In my company we have multiple virtual machines hosting SQL Server 2008 R2 and some of these machines perform differently than others, some because of very busy Vmware hosts some because of slower connections to NAS.

Is there a way I can run some SQL code in a test SQL database or other known best practices I could use to run some performance tests in each VM and baseline/benchmark performance so that I can understand which machine behaves better than others prior to moving those machines to Prod or UAT environments? Thanks, Davide.


3 Answers 3


You could use one of the free SQL benchmarking tools such as Dell's Benchmark Factory for Databases (BFD) or Hammerora. Benchmark Factory has a free trial and Hammerora is opensource. They both run industry-known TPC benchmarks, and you can do custom workloads with BFD. I have only used BFD and each test 'run' can be saved as a report which I found really useful for comparisons. However Hammerora is also well supported ( eg here and here ).

You could also record one of your own known workloads with a Replay trace via Profiler / server-side trace then restore the backup and replay it in each environment. There's a bit more work to this option but would make for a more familiar test.

I also have a soft-spot for ostress which is part of the RML Utility Suite which had an update in April 2014 and I still use all the time. More of a learning curve with this free Microsoft tool, but it's really powerful. For example you can do things like "run all the .sql scripts in this directory 20 times, simulating 50 concurrent users".

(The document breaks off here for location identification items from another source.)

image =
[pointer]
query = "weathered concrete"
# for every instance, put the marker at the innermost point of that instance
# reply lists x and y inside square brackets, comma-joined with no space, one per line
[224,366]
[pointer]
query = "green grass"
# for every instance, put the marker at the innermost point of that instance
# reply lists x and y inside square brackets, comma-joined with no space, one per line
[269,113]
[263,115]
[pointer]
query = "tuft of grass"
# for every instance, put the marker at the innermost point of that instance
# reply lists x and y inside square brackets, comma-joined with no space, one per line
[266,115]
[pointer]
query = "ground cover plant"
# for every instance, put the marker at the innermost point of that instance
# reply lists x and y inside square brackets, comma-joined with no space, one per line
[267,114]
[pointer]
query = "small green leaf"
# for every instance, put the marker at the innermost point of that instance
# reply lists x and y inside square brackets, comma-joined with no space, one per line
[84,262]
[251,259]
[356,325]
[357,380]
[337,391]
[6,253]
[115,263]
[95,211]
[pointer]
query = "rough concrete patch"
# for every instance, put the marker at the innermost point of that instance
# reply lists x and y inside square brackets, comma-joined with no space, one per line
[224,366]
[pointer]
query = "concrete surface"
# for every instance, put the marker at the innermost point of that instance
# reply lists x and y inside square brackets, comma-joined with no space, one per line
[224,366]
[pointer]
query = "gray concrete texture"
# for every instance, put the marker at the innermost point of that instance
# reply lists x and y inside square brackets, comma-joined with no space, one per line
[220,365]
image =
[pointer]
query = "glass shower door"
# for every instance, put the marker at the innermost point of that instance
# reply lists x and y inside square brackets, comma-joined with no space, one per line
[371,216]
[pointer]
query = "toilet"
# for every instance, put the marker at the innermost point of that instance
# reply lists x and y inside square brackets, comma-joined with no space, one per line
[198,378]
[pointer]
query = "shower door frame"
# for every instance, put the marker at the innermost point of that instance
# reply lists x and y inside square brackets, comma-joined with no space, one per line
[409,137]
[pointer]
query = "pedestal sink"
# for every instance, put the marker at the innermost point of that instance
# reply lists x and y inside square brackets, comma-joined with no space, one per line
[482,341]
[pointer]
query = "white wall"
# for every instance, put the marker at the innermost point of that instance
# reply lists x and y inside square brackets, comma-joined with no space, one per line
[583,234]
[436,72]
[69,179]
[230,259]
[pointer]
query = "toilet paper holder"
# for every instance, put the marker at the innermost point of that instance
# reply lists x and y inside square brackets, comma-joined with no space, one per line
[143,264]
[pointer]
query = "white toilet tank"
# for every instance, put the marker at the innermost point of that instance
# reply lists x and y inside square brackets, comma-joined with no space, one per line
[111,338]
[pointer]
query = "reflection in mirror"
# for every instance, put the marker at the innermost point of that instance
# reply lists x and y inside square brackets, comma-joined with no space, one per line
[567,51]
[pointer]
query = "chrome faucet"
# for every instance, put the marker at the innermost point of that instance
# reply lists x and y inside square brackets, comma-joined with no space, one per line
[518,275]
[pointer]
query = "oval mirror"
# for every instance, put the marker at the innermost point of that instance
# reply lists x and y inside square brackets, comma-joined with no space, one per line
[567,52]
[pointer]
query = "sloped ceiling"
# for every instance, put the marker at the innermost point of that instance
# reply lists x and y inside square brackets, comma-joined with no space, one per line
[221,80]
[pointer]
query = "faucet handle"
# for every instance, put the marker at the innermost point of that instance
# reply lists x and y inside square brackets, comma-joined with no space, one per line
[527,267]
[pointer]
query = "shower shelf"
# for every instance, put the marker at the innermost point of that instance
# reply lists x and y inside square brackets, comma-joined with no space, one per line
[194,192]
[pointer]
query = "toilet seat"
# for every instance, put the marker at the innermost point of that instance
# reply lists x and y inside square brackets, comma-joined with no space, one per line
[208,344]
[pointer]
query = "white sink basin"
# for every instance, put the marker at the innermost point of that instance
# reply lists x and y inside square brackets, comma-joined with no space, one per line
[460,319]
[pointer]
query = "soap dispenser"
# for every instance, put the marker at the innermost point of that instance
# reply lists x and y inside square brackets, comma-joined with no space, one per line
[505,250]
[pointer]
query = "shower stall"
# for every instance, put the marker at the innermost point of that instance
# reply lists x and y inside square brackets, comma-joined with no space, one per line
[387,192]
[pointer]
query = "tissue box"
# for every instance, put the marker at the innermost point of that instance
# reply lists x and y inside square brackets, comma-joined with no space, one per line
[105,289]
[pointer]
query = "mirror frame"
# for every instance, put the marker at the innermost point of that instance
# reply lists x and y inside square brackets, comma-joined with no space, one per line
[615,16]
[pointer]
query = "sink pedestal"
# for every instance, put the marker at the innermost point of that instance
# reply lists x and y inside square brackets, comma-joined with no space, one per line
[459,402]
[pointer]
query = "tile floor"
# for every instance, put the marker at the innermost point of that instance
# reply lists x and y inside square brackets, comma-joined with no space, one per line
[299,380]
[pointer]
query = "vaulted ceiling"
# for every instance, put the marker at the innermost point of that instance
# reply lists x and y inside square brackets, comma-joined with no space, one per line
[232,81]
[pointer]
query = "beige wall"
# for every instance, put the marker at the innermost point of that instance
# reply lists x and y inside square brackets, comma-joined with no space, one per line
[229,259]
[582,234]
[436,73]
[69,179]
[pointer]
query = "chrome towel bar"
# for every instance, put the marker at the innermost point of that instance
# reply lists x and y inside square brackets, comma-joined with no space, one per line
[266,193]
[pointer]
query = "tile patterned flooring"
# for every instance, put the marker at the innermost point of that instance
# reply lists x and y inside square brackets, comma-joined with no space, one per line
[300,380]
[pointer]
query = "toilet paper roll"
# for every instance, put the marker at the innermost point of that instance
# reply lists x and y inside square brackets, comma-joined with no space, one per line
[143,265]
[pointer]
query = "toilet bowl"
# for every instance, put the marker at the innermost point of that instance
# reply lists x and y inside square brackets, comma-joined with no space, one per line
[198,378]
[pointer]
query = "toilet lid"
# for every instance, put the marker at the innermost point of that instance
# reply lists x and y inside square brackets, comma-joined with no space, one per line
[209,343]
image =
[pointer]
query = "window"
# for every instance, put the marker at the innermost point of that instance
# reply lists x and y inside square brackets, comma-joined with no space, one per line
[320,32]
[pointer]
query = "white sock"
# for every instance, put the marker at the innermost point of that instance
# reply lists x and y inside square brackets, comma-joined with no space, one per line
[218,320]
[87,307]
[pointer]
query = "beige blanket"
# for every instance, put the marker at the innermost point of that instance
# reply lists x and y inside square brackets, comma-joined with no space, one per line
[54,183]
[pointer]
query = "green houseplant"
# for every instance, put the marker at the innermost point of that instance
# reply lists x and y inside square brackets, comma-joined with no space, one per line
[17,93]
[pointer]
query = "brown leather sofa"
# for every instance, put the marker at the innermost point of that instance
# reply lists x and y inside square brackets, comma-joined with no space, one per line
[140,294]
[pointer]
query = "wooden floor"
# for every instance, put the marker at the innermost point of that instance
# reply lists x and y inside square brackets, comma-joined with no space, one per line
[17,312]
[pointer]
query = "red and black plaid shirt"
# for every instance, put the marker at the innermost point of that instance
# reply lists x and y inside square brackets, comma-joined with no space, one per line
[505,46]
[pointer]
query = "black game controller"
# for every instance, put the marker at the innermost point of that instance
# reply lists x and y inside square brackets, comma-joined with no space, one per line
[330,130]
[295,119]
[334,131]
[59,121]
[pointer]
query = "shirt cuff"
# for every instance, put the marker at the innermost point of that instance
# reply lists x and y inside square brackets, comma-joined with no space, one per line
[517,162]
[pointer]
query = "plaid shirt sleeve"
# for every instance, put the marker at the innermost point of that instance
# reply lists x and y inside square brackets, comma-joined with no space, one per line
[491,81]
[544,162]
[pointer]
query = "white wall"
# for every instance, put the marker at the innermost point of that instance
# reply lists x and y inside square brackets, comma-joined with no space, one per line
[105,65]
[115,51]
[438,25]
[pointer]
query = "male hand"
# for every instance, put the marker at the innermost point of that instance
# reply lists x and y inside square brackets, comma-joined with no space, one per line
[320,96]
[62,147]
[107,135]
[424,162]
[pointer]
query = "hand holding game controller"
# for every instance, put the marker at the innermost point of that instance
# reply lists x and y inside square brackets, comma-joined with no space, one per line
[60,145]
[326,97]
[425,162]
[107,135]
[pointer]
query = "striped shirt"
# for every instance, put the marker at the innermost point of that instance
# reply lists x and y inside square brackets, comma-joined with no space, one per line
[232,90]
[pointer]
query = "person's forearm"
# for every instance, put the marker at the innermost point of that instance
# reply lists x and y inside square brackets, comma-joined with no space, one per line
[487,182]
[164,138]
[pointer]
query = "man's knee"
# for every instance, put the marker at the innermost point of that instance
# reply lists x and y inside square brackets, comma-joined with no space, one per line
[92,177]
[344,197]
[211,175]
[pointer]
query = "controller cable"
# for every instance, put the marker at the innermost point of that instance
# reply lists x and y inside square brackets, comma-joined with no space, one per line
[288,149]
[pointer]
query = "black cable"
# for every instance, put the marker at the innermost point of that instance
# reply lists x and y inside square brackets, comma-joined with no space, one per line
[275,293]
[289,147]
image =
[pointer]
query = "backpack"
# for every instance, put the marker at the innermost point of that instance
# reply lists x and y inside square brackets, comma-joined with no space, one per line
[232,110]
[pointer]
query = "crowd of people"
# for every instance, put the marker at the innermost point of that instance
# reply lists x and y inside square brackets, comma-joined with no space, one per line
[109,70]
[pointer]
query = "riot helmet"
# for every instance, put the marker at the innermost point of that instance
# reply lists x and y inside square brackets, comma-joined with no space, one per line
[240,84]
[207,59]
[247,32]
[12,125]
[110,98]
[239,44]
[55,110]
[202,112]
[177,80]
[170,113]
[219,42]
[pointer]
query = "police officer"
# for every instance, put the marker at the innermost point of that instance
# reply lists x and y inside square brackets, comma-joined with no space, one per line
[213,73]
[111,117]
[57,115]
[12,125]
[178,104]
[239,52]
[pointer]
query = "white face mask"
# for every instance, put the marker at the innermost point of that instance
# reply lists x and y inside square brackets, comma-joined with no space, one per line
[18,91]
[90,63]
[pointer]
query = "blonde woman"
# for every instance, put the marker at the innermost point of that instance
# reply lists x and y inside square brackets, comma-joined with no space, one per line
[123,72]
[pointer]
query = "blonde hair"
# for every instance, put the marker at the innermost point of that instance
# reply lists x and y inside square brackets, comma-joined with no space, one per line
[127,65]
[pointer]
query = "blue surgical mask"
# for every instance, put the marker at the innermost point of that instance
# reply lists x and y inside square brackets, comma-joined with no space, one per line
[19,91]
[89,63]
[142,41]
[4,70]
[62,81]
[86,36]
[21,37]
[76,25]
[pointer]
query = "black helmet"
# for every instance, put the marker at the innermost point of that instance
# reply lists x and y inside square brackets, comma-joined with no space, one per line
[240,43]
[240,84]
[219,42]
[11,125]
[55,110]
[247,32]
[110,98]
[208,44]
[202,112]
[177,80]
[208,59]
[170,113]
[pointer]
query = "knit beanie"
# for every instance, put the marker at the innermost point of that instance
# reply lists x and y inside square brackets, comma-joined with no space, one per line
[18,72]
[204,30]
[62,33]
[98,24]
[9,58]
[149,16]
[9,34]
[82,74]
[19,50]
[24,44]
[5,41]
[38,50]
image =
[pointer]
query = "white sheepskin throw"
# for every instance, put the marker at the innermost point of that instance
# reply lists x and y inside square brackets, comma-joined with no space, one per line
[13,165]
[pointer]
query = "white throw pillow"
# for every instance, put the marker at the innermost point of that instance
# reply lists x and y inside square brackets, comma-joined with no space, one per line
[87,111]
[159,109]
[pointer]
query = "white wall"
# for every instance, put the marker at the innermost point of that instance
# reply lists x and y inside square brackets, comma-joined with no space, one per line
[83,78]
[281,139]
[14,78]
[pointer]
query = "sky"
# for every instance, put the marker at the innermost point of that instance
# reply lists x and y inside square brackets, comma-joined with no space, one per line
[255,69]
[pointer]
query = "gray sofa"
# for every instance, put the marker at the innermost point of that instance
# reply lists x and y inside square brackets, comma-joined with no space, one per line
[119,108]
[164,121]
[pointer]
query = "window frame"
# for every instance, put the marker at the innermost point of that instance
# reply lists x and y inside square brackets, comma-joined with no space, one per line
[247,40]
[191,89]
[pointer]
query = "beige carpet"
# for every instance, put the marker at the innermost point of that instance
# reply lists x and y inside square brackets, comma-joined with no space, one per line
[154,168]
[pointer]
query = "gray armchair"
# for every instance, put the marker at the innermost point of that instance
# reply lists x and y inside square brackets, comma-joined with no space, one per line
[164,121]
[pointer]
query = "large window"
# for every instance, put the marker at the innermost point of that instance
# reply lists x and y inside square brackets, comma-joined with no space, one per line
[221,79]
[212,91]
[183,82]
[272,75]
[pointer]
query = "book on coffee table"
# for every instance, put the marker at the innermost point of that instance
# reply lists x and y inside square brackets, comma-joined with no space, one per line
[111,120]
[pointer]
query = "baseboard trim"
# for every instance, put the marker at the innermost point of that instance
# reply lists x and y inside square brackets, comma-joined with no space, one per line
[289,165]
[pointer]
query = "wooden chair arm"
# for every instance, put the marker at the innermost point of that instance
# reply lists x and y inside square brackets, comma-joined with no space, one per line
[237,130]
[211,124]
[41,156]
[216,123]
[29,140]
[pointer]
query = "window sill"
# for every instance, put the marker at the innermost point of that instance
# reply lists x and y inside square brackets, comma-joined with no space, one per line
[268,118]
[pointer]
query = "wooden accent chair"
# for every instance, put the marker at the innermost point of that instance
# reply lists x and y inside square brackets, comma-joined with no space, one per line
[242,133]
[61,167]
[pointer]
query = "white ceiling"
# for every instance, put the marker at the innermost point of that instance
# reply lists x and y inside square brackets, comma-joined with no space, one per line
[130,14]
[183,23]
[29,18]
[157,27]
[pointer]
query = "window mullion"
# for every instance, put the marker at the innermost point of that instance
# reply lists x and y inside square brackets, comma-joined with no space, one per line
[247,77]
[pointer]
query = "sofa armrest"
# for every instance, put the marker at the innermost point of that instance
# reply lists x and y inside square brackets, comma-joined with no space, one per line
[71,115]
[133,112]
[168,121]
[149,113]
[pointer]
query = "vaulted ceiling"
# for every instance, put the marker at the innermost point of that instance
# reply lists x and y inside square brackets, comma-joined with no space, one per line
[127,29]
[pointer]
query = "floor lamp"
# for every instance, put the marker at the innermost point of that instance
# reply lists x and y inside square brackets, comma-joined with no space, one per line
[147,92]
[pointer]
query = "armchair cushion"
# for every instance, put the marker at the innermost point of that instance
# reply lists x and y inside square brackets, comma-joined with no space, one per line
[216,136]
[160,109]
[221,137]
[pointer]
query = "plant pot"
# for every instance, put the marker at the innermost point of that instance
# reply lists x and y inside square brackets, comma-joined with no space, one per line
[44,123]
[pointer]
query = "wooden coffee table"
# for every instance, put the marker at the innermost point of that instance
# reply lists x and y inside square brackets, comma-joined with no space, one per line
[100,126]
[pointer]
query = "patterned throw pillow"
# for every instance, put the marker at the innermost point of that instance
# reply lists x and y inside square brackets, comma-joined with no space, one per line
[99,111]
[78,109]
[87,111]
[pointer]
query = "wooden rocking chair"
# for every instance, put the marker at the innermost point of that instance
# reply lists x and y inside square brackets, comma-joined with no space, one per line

In summary, if you're after a free tool and a quick start look at one of the free tools I mentioned above. If you want to invest a bit more time, have a look at Replay traces, RML and ostress.



SQLIO seems like it is probably as good of a benchmarking tool as you could want for something like this since it sounds like you are looking to specifically check potential issues related to storage.

Brent Ozar has a great blog post to walk through that here - Brent Ozar SQLIO Tutorial


Yup! DiskSpd works great. It's actually one of my favorite tools at this point. It's available for free on GitHub.

And remember to use the -Z1G option to make the write tests better for the real world.